Todavia, hoje muitas indicações farmacoterápicas já são feitas em função de diagnósticos DSM-IV questionáveis que a meu ver não beneficiam o paciente, sancionando por exemplo a hiperinflação de bipolaridades tratadas com anticonvulsivantes ou hiperatividades tratadas com anfetaminas caras.

Não obstante, toda a pesquisa clínica com psicofármacos depende de uma nosografia estabelecida, por exemplo para se comparar diferentes fármacos em função de sua  indicação para categorias diagnósticas claramente delimitadas (p. ex. lítio e anticonvulsivantes no leque clínico das bipolaridades do humor), bem como para comparar o espectro de ações de um fármaco em diferentes categorias diagnósticas (p. ex. espectro de ação de antidepressivos e neurolépticos atípicos).

Assim, questiona-se também se o recorte de efetividade de certos fármacos não possa delimitar grandes categorias sindrômicas e diagnósticas (p. ex., determinados perfis clínicos ansiosos e depressivos altamente responsivos a tais ou tais antidepressivos, que possivelmente partilham circuitarias neuronais e neurotransmissores em comum).

.Também a pesquisa das bases neurocientíficas da Psiquiatria depende de uma boa nosografia, com o estabelecimento de correlações entre alterações microanatômicas-funcionais, respostas farmacológicas e alterações psíquicas específicas.

Até mesmo a delicada pesquisa de eficácia de psicoterapias depende de como entendemos e nomeamos, ao longo do tempo, o que é o sofrer e o fruir humanos. Mas para definir “eficácia” de uma psicoterapia precisamos  além das nosografias, recorrer à psicopatologia e mesmo à filosofia, notáveis ausentes na formação do psiquiatra atual no modelo DSM. Que critérios estatísticos definiriam o que é afinal uma psicoterapia eficaz?

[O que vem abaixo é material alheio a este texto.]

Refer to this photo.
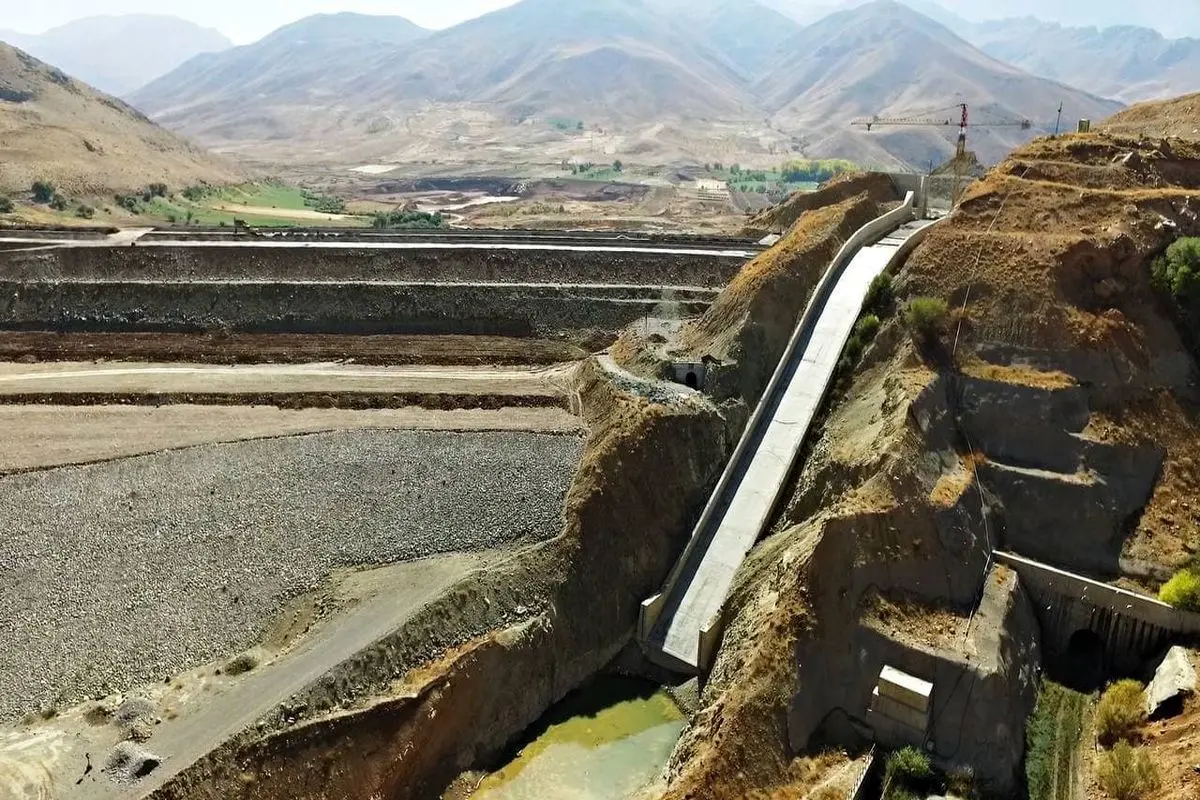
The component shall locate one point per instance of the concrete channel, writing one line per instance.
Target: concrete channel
(681, 626)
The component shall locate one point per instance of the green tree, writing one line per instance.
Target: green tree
(880, 295)
(408, 220)
(927, 317)
(1182, 590)
(1176, 274)
(909, 771)
(42, 191)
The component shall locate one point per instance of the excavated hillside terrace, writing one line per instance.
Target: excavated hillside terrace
(882, 551)
(1057, 415)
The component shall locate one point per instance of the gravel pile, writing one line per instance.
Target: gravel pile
(127, 572)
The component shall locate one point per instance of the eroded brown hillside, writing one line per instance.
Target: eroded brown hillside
(54, 127)
(1056, 416)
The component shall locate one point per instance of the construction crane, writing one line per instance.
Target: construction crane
(961, 157)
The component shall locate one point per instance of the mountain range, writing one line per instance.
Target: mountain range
(663, 79)
(120, 54)
(54, 127)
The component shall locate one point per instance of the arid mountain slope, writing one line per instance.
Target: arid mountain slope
(744, 31)
(58, 128)
(120, 54)
(607, 59)
(1173, 118)
(889, 60)
(239, 92)
(1123, 62)
(653, 80)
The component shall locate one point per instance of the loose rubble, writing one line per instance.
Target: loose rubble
(127, 572)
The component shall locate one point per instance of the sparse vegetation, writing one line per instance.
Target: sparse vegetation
(961, 783)
(1176, 274)
(1126, 773)
(1051, 739)
(909, 774)
(880, 295)
(927, 318)
(131, 203)
(1121, 713)
(324, 203)
(241, 665)
(803, 170)
(42, 191)
(196, 193)
(1182, 590)
(409, 220)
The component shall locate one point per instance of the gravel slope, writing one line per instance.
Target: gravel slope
(131, 571)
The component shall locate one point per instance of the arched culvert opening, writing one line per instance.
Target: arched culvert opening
(1084, 666)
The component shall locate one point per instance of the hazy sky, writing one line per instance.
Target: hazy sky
(243, 20)
(246, 20)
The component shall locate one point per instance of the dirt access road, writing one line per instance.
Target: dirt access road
(286, 348)
(201, 710)
(72, 378)
(43, 437)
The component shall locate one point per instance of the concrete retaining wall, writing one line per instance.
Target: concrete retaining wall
(984, 686)
(334, 307)
(1134, 627)
(299, 263)
(751, 439)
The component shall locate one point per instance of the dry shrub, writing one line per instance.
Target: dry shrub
(1126, 773)
(1121, 713)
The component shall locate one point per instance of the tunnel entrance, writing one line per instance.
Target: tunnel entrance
(1084, 666)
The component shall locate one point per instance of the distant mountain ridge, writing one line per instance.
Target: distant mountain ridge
(847, 66)
(1125, 62)
(84, 142)
(655, 78)
(120, 54)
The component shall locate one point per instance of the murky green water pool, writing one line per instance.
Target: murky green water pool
(606, 741)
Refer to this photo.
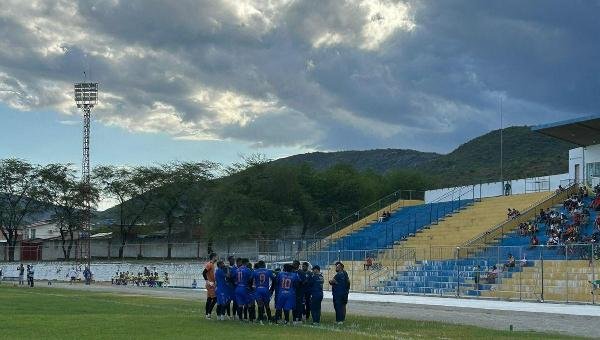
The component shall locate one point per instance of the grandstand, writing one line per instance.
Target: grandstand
(453, 253)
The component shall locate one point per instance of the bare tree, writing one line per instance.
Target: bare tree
(134, 189)
(64, 196)
(180, 197)
(19, 198)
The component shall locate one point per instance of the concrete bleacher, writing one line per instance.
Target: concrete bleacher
(564, 272)
(565, 276)
(435, 269)
(180, 274)
(381, 235)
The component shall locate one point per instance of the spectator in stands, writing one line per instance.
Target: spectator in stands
(534, 241)
(477, 274)
(340, 288)
(523, 261)
(510, 263)
(492, 275)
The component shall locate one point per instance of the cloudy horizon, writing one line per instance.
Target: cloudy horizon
(212, 80)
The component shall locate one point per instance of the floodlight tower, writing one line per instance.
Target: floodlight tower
(86, 96)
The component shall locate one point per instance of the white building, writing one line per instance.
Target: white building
(584, 161)
(41, 230)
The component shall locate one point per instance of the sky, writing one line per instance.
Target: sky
(195, 80)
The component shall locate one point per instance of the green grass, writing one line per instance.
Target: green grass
(49, 313)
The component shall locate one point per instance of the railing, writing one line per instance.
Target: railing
(499, 230)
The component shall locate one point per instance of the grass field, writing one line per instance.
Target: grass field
(49, 313)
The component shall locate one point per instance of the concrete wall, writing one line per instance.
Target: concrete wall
(493, 189)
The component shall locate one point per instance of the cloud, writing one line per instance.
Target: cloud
(309, 74)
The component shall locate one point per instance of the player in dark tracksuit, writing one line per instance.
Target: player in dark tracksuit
(315, 287)
(299, 309)
(307, 292)
(340, 288)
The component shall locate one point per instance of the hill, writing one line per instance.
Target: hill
(526, 154)
(379, 160)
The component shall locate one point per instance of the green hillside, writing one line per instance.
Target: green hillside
(380, 160)
(526, 154)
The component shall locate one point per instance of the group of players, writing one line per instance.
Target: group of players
(237, 288)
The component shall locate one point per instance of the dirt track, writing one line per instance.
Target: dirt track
(587, 326)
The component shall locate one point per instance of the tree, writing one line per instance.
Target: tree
(134, 189)
(64, 196)
(181, 193)
(19, 198)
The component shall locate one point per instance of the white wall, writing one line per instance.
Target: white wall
(576, 158)
(493, 189)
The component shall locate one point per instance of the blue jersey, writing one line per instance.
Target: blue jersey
(315, 284)
(262, 278)
(221, 279)
(243, 277)
(287, 282)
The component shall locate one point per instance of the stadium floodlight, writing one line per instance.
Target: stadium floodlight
(86, 97)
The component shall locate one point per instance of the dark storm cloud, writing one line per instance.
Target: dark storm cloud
(314, 74)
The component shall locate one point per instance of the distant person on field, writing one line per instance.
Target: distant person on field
(315, 286)
(30, 273)
(21, 271)
(209, 277)
(340, 288)
(72, 274)
(87, 274)
(507, 189)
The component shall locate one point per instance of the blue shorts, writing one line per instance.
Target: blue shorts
(242, 296)
(263, 295)
(223, 296)
(286, 301)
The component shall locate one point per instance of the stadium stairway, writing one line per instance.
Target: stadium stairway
(363, 223)
(435, 269)
(564, 273)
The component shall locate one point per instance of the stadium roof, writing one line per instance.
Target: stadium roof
(581, 131)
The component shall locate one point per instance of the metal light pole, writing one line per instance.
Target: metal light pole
(86, 96)
(501, 145)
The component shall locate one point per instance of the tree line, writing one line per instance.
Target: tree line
(252, 198)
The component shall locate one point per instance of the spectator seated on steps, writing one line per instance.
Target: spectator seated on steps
(510, 263)
(492, 275)
(534, 241)
(368, 263)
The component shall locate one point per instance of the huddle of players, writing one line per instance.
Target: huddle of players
(296, 290)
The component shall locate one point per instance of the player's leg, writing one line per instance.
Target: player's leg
(261, 309)
(307, 306)
(315, 306)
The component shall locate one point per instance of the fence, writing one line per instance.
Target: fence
(103, 250)
(562, 273)
(517, 186)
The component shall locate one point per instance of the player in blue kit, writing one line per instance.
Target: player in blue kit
(287, 281)
(243, 283)
(223, 290)
(299, 307)
(262, 282)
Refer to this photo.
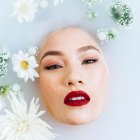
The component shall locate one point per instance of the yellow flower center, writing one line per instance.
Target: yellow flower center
(24, 64)
(22, 127)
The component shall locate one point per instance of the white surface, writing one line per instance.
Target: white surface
(121, 120)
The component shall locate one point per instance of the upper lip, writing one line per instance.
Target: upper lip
(76, 95)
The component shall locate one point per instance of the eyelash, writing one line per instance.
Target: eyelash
(89, 61)
(56, 66)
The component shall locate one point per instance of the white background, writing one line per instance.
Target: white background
(121, 120)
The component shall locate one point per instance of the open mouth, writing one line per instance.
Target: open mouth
(77, 98)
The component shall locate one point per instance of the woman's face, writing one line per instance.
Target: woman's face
(73, 76)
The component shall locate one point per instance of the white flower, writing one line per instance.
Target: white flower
(24, 65)
(56, 2)
(32, 50)
(25, 10)
(2, 103)
(23, 123)
(44, 4)
(90, 3)
(15, 89)
(102, 35)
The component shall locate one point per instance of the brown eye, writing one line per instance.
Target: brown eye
(53, 67)
(89, 61)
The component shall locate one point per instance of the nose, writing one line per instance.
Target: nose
(74, 77)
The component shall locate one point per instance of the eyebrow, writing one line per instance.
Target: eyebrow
(80, 50)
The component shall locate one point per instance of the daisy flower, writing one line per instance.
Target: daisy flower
(24, 65)
(102, 35)
(122, 13)
(44, 4)
(106, 34)
(56, 2)
(23, 123)
(4, 59)
(25, 10)
(2, 103)
(90, 3)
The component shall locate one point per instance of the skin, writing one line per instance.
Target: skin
(78, 65)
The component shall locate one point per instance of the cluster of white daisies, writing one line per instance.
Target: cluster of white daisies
(23, 122)
(26, 10)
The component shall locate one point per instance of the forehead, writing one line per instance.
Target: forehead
(68, 39)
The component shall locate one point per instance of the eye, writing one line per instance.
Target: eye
(89, 61)
(53, 67)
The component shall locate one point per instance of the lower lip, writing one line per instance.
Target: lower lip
(77, 102)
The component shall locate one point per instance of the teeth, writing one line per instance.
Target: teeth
(77, 98)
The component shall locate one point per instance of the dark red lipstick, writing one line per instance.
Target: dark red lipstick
(76, 98)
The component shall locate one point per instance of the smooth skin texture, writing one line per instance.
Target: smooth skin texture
(71, 60)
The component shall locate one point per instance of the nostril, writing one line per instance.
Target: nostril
(80, 82)
(69, 83)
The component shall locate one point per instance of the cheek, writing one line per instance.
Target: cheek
(99, 77)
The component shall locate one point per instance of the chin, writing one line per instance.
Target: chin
(78, 119)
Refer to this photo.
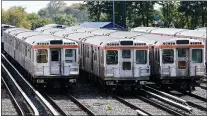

Diagnóstico e prognose além do CID

Sara Hassan, lendo meus argumentos sobre a necessidade de um sistema nosográfico e classificatório, comentou que mesmo dispondo-se de um CID ideal existe o risco de hipertrofia deste modelo diagnóstico classificatório, segregando ou diluindo outros enfoques, tais como a psicanálise.

Do meu lado, refleti que tal comentário entra em sintonia com a tese que emergiu a partir da minha reflexão sobre o DSM-5, a saber, que paralelamente a um diagnóstico ao estilo CID se possam formular diagnósticos da singularidade, evolutivos, dependentes de observação e elaboração concomitantes e continuadas, no seio de um vínculo, como é proposto pela psicanálise e pelas psicoterapias que contemplam um sujeito singular.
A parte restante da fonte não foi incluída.